About Oecanthus fultoni Walker, 1962
This species measures 15 to 18 millimeters (0.6 to 0.7 inches) in length, with a light green body and translucent light green wings. It has round or oval black marks covering roughly half the length of its first and second antennal segments. Its antennae are longer than its body, and it has a small head. Its eggs are pale yellow, kidney-shaped, and 3 millimeters long. Nymphs are pale, slender, have incompletely developed wings, and gain their full wings slowly over development. The species produces one generation per year.

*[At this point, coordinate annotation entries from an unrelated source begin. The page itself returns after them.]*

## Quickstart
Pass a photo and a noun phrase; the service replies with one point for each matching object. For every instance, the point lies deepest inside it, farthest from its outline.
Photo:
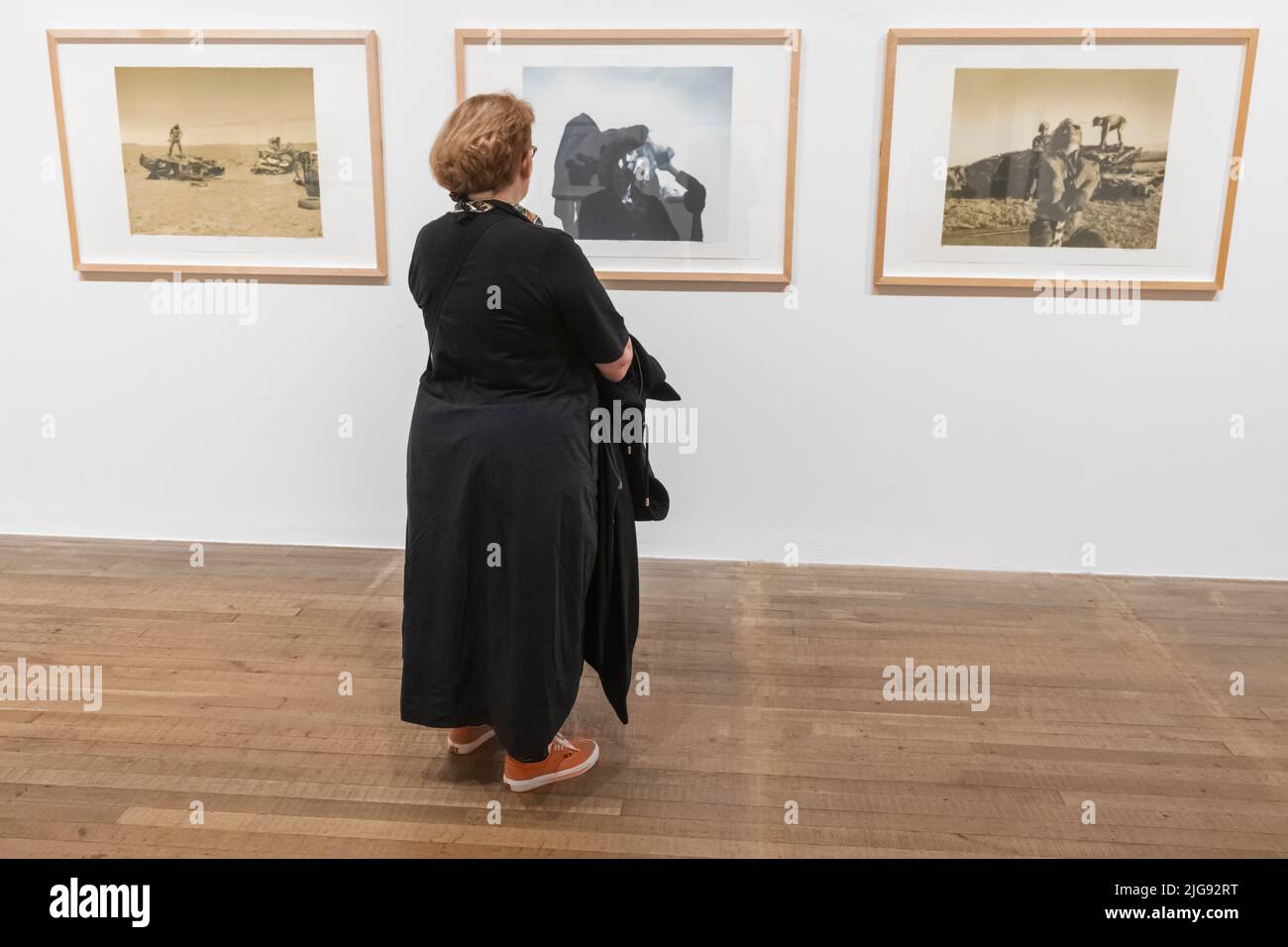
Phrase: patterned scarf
(464, 205)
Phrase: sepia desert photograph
(224, 153)
(1057, 158)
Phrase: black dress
(501, 479)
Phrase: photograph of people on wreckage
(1057, 158)
(226, 153)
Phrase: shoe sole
(462, 749)
(539, 781)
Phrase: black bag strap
(473, 227)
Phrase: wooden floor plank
(765, 692)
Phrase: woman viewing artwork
(501, 474)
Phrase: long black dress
(501, 479)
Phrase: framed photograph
(222, 154)
(1012, 158)
(670, 155)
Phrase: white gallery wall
(814, 425)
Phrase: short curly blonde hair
(482, 144)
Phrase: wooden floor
(222, 685)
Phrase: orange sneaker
(567, 759)
(464, 740)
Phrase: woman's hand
(616, 371)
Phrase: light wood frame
(140, 270)
(1155, 289)
(674, 279)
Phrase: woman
(500, 468)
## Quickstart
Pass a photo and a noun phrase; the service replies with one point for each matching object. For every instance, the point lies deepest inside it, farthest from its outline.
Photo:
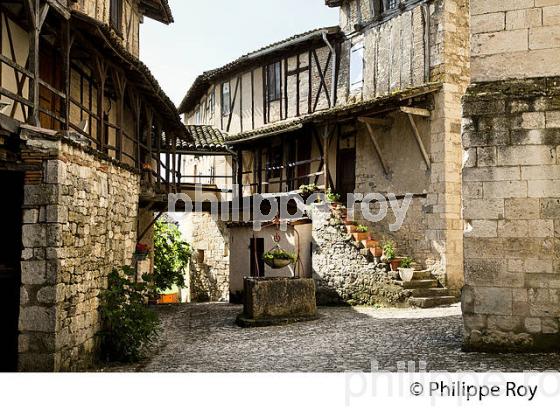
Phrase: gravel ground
(204, 338)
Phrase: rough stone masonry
(79, 223)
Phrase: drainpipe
(334, 71)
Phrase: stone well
(277, 301)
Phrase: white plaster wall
(240, 239)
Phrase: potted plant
(406, 272)
(142, 251)
(389, 255)
(279, 258)
(333, 199)
(361, 233)
(307, 190)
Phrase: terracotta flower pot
(395, 263)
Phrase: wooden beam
(377, 148)
(382, 122)
(421, 112)
(419, 141)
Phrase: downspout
(334, 69)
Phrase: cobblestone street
(204, 338)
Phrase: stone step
(422, 274)
(429, 292)
(370, 243)
(426, 303)
(418, 284)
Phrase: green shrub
(171, 256)
(129, 325)
(389, 250)
(407, 262)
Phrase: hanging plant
(279, 258)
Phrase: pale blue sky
(210, 33)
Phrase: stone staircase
(426, 291)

Oecanthus fultoni was long confused with Oecanthus niveus, a species first described by entomologist Charles De Geer in 1773, until entomologist Thomas J. Walker recognized it as a distinct species in 1962. In the far western United States, where Oecanthus fultoni occurs alongside Oecanthus rileyi (the two are sympatric), this species was historically misidentified as O. rileyi. O. fultoni and O. rileyi are the only two Oecanthus species in the United States that produce a regular chirp, but they differ in chirp rate per minute, and O. rileyi chirps more loudly. O. fultoni chirps faster in areas west of the Great Plains. Only males produce chirps, and they often chirp in groups.
American novelist Nathaniel Hawthorne commented on the species' chirps, saying, "If moonlight could be heard, it would sound just like that." Film and television producers often add this species' chirps to soundtracks to indicate a scene is set on a quiet summer night.
In terms of habitat, this species is found across most of the United States, excluding the southeastern portion of the country. It inhabits shrubs, vines, fruit trees, broadleaved trees, and oaks, and is rarely found in grass. Adult Oecanthus fultoni are active from mid-July to mid-November. The crickets sometimes perch so high in oak trees that their chirp is the only way to identify their presence.